Antony Courtney <antony at apocalypse.org> wrote,

> You indicated that you were somewhat unclear why we need liveness 
> dependencies.  I'll attempt to clarify by sketching some of the details 
> of the particular C library for which I am writing FFI wrappers.
> 
> I have a C library for 2D vector graphics.  Two of the abstract types 
> provided by this C library are:
>     Pixmap -- A handle to an actual buffer of raster data
>     RenderContext -- A handle that encapsulates all state associated 
> with rendering, such as the current color, current font, target pixmap, etc.
> 
> Note that it is possible to create many RenderingContext's that all 
> render on to the same underlying Pixmap.
> 
> To see why we need liveness dependencies, consider the following typical 
> usage scenario in Haskell:
>     do pm <- createPixmap               -- 1
>        rc <- createRenderContext pm     -- 2
>        drawBox rc                       -- 3
>        ...
> 
> Note that, in the above, it's possible that the call to 
> createRenderContext in line 2 could be the last Haskell reference to pm, 
> making it a candidate for collection.  But we don't actually want the 
> Pixmap to be collected (and its finalizer invoked) until both the Pixmap 
>   *and* all associated rendering contexts which refer to the Pixmap 
> become unreachable.
> 
> The reason we need liveness dependencies is because, internally, the 
> RenderContext maintains a pointer to the target Pixmap.  But because 
> this pointer exists only in the C heap, we need some way to inform 
> Haskell's garbage collector that whenever a particular RenderContext is 
> reachable, then its target pixmap is also reachable.

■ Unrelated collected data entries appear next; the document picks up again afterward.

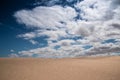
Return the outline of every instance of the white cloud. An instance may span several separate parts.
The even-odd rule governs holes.
[[[29,40],[32,44],[38,44],[38,42],[37,41],[35,41],[35,40]]]
[[[10,52],[15,52],[15,51],[13,49],[11,49]]]
[[[108,43],[108,44],[97,44],[86,51],[86,55],[97,55],[97,54],[112,54],[120,53],[120,45]]]
[[[51,31],[43,31],[38,34],[40,35],[47,35],[49,37],[49,40],[58,40],[60,37],[67,36],[67,33],[65,30],[51,30]]]
[[[76,7],[81,10],[80,15],[85,20],[104,20],[106,11],[109,10],[110,2],[110,0],[84,0],[78,3]]]
[[[37,43],[33,41],[34,38],[42,35],[49,37],[47,47],[20,51],[20,55],[38,54],[57,57],[119,52],[119,45],[101,44],[107,39],[120,39],[119,4],[119,0],[83,0],[74,5],[80,12],[75,11],[72,7],[58,5],[38,6],[32,10],[17,11],[14,16],[19,23],[25,24],[28,28],[38,29],[20,34],[18,37],[29,40],[33,44]],[[74,18],[78,14],[82,20],[76,21]],[[83,39],[68,40],[68,36],[82,36]],[[62,37],[65,39],[60,40]],[[57,42],[53,43],[52,40]],[[87,44],[94,47],[89,50],[83,49],[82,46]],[[61,47],[55,50],[56,45]]]
[[[51,41],[49,41],[49,47],[54,48],[55,46],[61,46],[61,47],[69,47],[72,46],[71,44],[76,43],[74,40],[70,40],[70,39],[64,39],[64,40],[60,40],[57,41],[56,43],[52,43]]]
[[[24,39],[32,39],[36,37],[36,34],[34,32],[20,34],[18,37],[24,38]]]
[[[62,57],[75,57],[76,55],[82,54],[83,48],[80,46],[62,46],[58,50],[45,47],[45,48],[37,48],[28,51],[20,51],[20,56],[33,56],[37,54],[38,57],[49,57],[49,58],[62,58]]]
[[[71,7],[36,7],[33,10],[21,10],[14,15],[19,23],[26,26],[38,28],[57,29],[64,27],[61,21],[67,22],[76,16],[76,12]]]
[[[15,54],[15,53],[12,53],[12,54],[9,55],[9,57],[15,58],[15,57],[19,57],[19,55]]]
[[[59,49],[53,47],[37,48],[28,51],[20,51],[19,55],[33,56],[45,58],[63,58],[63,57],[79,57],[90,55],[117,55],[113,53],[120,52],[120,44],[94,44],[94,46],[88,50],[82,48],[81,45],[61,46]]]

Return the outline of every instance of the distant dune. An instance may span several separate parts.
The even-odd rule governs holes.
[[[120,57],[0,58],[0,80],[120,80]]]

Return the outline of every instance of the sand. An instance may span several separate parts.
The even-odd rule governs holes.
[[[120,80],[120,57],[0,58],[0,80]]]

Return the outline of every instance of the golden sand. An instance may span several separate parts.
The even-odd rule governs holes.
[[[120,80],[120,57],[0,58],[0,80]]]

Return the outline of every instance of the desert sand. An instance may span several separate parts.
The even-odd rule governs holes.
[[[0,80],[120,80],[120,56],[0,58]]]

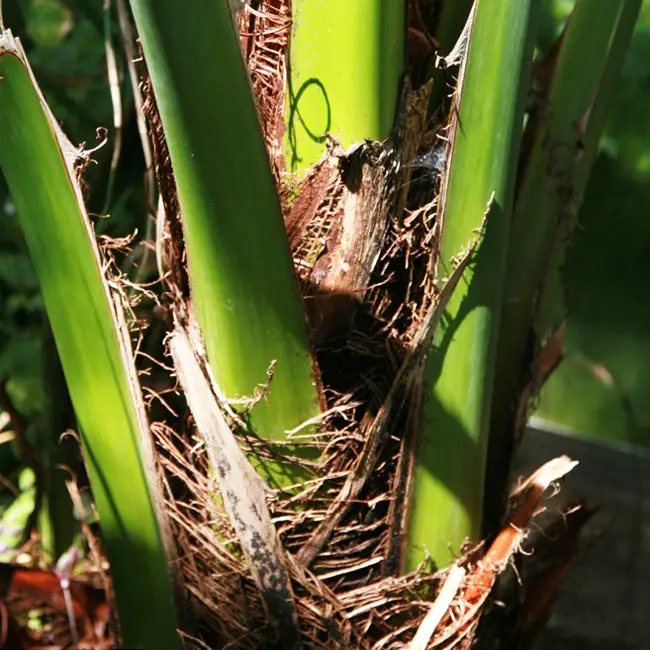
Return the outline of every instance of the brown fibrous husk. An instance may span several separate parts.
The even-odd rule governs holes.
[[[422,399],[422,342],[431,334],[423,328],[440,300],[431,261],[437,257],[439,170],[426,156],[445,144],[441,127],[427,118],[430,86],[414,89],[405,78],[386,141],[344,150],[332,140],[304,178],[288,177],[282,156],[288,16],[283,0],[258,0],[244,6],[237,25],[327,409],[316,434],[296,431],[287,443],[321,452],[318,463],[293,459],[314,478],[269,489],[267,506],[282,542],[304,646],[404,648],[448,573],[425,563],[400,574],[405,449]],[[170,222],[164,251],[172,269],[168,306],[175,321],[187,325],[191,304],[186,274],[178,271],[184,269],[182,236],[176,236],[182,215],[153,102],[148,111]],[[236,411],[225,403],[223,408],[247,455],[277,457],[277,443],[271,448],[249,435]],[[271,646],[274,630],[262,594],[182,400],[180,410],[152,431],[193,614],[193,625],[181,631],[188,647]],[[518,543],[487,569],[482,546],[463,550],[456,565],[465,582],[426,647],[474,642],[480,614],[520,550],[529,519],[518,530]],[[480,596],[476,584],[483,587]]]

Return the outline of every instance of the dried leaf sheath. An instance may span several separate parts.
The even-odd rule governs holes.
[[[247,558],[266,611],[283,648],[301,647],[298,617],[282,547],[266,505],[265,485],[239,447],[212,392],[205,360],[199,363],[190,339],[180,327],[169,347],[183,392],[208,452],[237,540]]]

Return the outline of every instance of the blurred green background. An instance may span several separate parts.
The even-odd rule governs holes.
[[[540,45],[572,2],[547,1]],[[566,358],[535,415],[650,447],[650,2],[611,98],[601,151],[564,269]]]

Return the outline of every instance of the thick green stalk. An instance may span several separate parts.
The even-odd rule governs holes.
[[[499,333],[486,490],[496,523],[508,475],[522,359],[535,302],[558,235],[560,248],[575,226],[598,153],[606,108],[627,51],[640,0],[579,0],[556,47],[544,61],[542,106],[528,122],[530,151],[513,213]],[[559,268],[559,264],[555,264]],[[555,285],[557,286],[557,285]],[[563,300],[559,302],[562,308]],[[558,313],[559,310],[552,310]],[[561,319],[561,315],[559,316]],[[547,318],[546,328],[559,320]],[[547,330],[548,331],[548,330]],[[530,363],[532,360],[525,360]],[[501,496],[500,496],[501,495]]]
[[[317,415],[318,389],[279,199],[227,2],[131,0],[171,156],[192,300],[228,398],[257,434]]]
[[[407,568],[425,549],[440,566],[476,538],[494,378],[517,152],[532,56],[533,0],[481,0],[469,31],[452,118],[443,190],[446,265],[476,236],[490,197],[483,241],[434,337],[429,388],[415,454]],[[448,269],[447,269],[448,271]],[[448,274],[444,267],[439,275]]]
[[[128,335],[73,168],[74,150],[9,32],[0,40],[0,165],[39,278],[82,441],[126,647],[176,648],[152,498],[151,441]]]
[[[287,168],[305,169],[326,134],[348,147],[390,135],[404,70],[404,0],[294,0]]]

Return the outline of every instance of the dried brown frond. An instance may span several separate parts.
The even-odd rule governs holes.
[[[142,110],[149,126],[154,169],[159,192],[159,210],[156,216],[156,253],[161,280],[168,274],[167,288],[172,293],[171,302],[179,308],[189,298],[189,279],[185,265],[185,236],[181,224],[181,208],[176,193],[176,180],[172,170],[167,141],[158,113],[151,80],[142,58]],[[178,262],[178,263],[176,263]]]
[[[575,465],[576,462],[565,456],[551,460],[512,491],[509,522],[485,552],[477,547],[451,567],[445,585],[420,623],[409,650],[473,646],[481,614],[497,580],[506,576],[517,555],[533,554],[534,549],[526,548],[526,544],[531,520],[544,511],[538,508],[542,496]],[[574,529],[572,534],[576,532]],[[518,600],[515,598],[512,602]]]
[[[281,188],[281,176],[285,169],[282,139],[286,53],[291,29],[289,0],[247,2],[239,12],[237,27],[276,187]]]

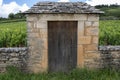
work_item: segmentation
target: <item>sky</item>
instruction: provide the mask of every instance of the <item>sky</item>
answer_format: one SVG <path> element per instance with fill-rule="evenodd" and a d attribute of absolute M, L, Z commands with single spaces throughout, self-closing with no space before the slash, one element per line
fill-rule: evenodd
<path fill-rule="evenodd" d="M 0 0 L 0 17 L 8 17 L 9 13 L 17 13 L 19 11 L 26 11 L 33 4 L 42 1 L 54 2 L 86 2 L 92 6 L 100 4 L 120 4 L 120 0 Z"/>

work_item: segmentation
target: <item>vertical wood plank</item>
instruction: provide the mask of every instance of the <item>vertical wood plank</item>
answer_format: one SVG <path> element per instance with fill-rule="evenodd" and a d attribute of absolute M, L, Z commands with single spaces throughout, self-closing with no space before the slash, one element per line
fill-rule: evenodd
<path fill-rule="evenodd" d="M 67 72 L 77 65 L 77 21 L 48 22 L 48 66 Z"/>

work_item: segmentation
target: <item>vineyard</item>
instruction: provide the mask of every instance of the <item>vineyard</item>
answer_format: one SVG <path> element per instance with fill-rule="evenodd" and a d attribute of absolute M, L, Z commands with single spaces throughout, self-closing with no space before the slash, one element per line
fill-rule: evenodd
<path fill-rule="evenodd" d="M 26 46 L 26 23 L 0 23 L 0 47 Z"/>
<path fill-rule="evenodd" d="M 120 20 L 100 21 L 99 45 L 120 45 Z"/>
<path fill-rule="evenodd" d="M 0 23 L 0 47 L 24 47 L 26 23 Z M 99 45 L 120 45 L 120 20 L 100 21 Z"/>

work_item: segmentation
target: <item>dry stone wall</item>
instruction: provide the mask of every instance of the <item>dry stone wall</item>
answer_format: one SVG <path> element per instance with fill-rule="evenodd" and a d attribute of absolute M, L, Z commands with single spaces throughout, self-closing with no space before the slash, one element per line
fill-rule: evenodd
<path fill-rule="evenodd" d="M 85 54 L 85 67 L 120 69 L 120 46 L 99 46 Z"/>
<path fill-rule="evenodd" d="M 120 69 L 120 46 L 100 46 L 101 66 Z"/>
<path fill-rule="evenodd" d="M 0 48 L 0 72 L 7 66 L 16 66 L 27 71 L 27 48 Z M 120 46 L 99 46 L 98 51 L 84 54 L 84 67 L 120 69 Z"/>
<path fill-rule="evenodd" d="M 7 66 L 26 69 L 27 48 L 0 48 L 0 72 L 5 72 Z"/>

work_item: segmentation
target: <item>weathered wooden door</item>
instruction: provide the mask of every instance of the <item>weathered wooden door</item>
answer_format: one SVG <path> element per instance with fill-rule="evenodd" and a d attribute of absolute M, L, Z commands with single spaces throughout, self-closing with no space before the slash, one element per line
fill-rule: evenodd
<path fill-rule="evenodd" d="M 48 22 L 48 67 L 67 72 L 77 63 L 77 21 Z"/>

IMHO you are trying to compensate for a flaw in the whole
setup:

* Line 1: You get a pointer to a C object assuming it is the
    last reference to that C object.

* Line 2: You pass this pointer back to C without copying
    it; ie, the only reference to the C object is in C land.

At this moment, the pointer obtained on Line 1 is no longer
the business of the Haskell system.  It is a pointer in C
land to a C object; so, memory management of that structure
should be let to the C library.  Assume the following C
function

  RenderContext *createPixmapWithContext ()
  {

    Pixmap *pm = createPixmap ();
    return createRenderContext (pm);
  }

in conjunction with

  do
    rc <- createPixmapWithContext
    drawBox rc

How is this different from your Haskell code in a way that
requires a foreign pointer dependency in one case, but not
in the other?

The only answer that I can think of is that when you passed
the reference back to C (and hence, the responsibility to
eventually free the object), you already registered a
finalizer on `pm', which will run eventually (as there is no
way of getting rid of it without running it).  Hence, you
want to delay running it.  My point is that running this
finalizer (if it deallocated the object) is wrong at any
time: As `createPixmapWithContext()' demonstrates, C land
must free `pm' when the last render context referring to
`pm' dies.  Even if you delay running the Haskell finalizer
for `pm' after this (using `keepAlive' or so), it is still
wrong to deallocate the object twice.

IMO the only clean way to approach this problem is to add a
reference counting scheme to `pm' in C land.  Whenever `rc'
is deallocated it decrements the count on the `pm' it refers
to.  Similarly, the finalizer on `pm' calls the routine that
decrements reference counts.  As usual, the object is only
deallocated when its reference count reaches zero.  BTW,
this is exactly how this problem is solved in the GTK+ GUI
toolkit.

Manuel